Si les films de Griffith jouissaient d’un succès colossal à l’époque, c’est parce qu’ils avaient, un petit quelque chose de ce qu’on dirait aujourd’hui « cinématographique ». La grande réussite et l’apport de l’école de Brighton, c’était de proposer des films avec des histoires simples facilement mises en œuvre. Un cinéma populaire fait essentiellement de courses-poursuites (un procédé encore largement employé dans les films d’action contemporains) et non de scénarios complexes ou des fantaisies à la Méliès qui nécessitent un certain talent et des moyens, ou pire avec la naissance (en forme de contre-réforme) du cinéma d’art, immortalisant les vedettes de la scène dans leurs plus beaux rôles.

Avec un film de poursuite, on ne fait que regarder encore et encore la même chose. Contenu vide, mais plaisir des yeux. La série B s’est développée bien plus vite que la série A. Griffith reprend donc le principe des deux entités qui s’opposent, mais au lieu de les mettre tout de suite dans un espace identique provoquant la fuite d’un des deux éléments et donc la mise en action de la chasse, il les sépare dans l’espace, et le retour à l’une est l’autre entité provoque une impression de simultanéité et la certitude d’une rencontre. Et au lieu de fuir, Griffith place les personnages de la première entité (les sœurs Gish, ici) dans un espace clos, et ceux de l’autre entité doivent chercher à les y déloger (tandis qu’une troisième doit venir les secourir). Le procédé permet de resserrer l’action, de passer d’une action à une autre sans difficulté à travers le montage, alors qu’on évite la contrainte des tournages en extérieurs souvent imposés par les films de poursuite (ça n’empêche pas de filmer en extérieur, mais le procédé crée une forme de claustrophobie qui accentue la tension).

On est donc purement dans un cinéma d’action, un thriller rapide dont le plaisir naît des multiples péripéties survenant aux personnages des différentes entités s’opposant violemment l’une à l’autre. Ce jeu narratif à plusieurs voix rappelle également les compositions polyphoniques dans les partitions musicales ou déjà les va-et-vient dont Shakespeare était le maître.

L’année suivante, en 1913, Lois Weber va intégrer les apports narratifs de Griffith tout en allant plus loin.
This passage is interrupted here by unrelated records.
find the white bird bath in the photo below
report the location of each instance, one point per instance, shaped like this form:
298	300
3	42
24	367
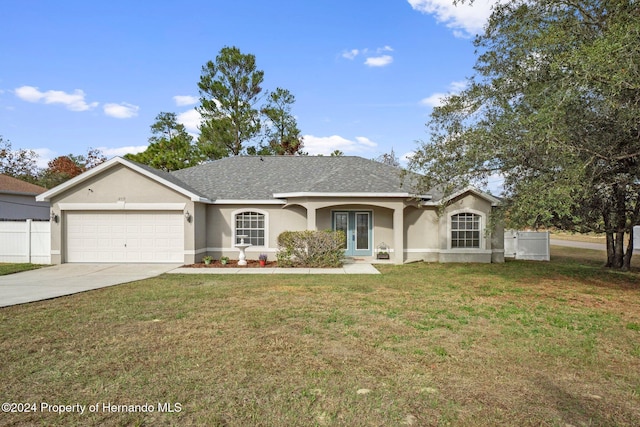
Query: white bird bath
242	259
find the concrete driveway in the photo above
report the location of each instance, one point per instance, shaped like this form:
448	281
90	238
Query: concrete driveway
67	279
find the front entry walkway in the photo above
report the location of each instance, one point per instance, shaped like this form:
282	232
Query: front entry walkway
355	268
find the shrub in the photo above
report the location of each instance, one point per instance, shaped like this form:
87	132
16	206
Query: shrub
311	248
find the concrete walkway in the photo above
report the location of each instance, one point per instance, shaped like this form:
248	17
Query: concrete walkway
67	279
355	268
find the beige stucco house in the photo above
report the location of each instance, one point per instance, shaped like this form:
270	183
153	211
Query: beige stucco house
122	211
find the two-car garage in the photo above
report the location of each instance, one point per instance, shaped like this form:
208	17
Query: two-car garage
124	236
123	212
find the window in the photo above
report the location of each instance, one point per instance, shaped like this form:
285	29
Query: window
465	230
250	224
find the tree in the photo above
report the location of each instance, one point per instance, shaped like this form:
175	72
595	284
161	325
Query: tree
554	107
19	163
170	148
389	159
229	91
282	133
63	168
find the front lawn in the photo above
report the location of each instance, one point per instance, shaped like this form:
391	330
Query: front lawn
518	344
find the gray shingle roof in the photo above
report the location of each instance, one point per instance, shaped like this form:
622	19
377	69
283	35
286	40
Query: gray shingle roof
259	177
168	177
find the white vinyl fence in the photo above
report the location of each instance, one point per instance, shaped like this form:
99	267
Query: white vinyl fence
530	245
25	241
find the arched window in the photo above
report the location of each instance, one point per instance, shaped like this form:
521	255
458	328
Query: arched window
252	225
465	230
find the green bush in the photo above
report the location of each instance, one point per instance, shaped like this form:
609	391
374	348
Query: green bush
311	249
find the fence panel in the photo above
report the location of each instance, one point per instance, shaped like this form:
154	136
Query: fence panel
528	245
25	241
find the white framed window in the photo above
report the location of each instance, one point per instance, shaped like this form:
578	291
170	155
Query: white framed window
465	230
250	223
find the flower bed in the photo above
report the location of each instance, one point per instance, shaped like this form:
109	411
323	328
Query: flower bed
232	263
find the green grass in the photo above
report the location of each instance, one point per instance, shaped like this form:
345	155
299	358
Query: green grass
519	344
10	268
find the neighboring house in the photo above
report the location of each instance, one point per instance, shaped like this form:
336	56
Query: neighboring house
18	200
122	211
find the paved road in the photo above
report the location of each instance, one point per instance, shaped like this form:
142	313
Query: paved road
67	279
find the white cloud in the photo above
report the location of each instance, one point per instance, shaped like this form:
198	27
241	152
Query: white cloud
406	158
325	145
350	54
379	61
470	18
121	151
372	61
182	100
73	101
191	120
121	111
437	98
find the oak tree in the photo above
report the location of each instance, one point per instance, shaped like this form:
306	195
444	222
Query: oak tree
554	109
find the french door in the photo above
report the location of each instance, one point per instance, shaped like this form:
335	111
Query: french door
356	226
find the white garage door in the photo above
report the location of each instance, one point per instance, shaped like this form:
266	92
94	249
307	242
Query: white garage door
125	236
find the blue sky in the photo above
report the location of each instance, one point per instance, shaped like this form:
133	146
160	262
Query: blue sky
80	74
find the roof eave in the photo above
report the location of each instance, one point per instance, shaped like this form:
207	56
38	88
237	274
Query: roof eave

Dans le bien nommé Suspense, l’histoire est grosso modo la même (une femme avec son enfant chez elle, un vagabond qui tente de rentrer la sachant seule, et son mari qui accourt prévenu par téléphone) mais le rythme est ralenti, et tout à coup, le plaisir du spectateur ne naît plus de la succession de petites péripéties opposant l’une et l’autre entité, mais de la crainte de ce qui va se produire. Plus le rythme est lent, plus la tension est grande. On sait dès le début que la gouvernante est partie en laissant la clé sous le paillasson, et Lois Weber nous montre tout de suite le vagabond marcher dessus. Le suspense est là : lui ne sait pas encore, mais nous, on sait, et on a peur de le voir mettre la main sur cette clé (au propre comme au figuré). Le génie ensuite de Weber, c’est de proposer pour ce plan une plongée verticale vers le vagabond marchand sur la clé sans le savoir. L’effet est saisissant, parce qu’il englobe dans le même champ, même si on ne peut pas la voir, la clé et le vagabond, qui lui lève la tête vers la caméra (un regard qui tout à la fois nous regarde, et on craint qu’il remarque notre œil s’attarder sur le paillasson, mais qui est aussi une forme de vue subjective puisque la mère est au premier étage).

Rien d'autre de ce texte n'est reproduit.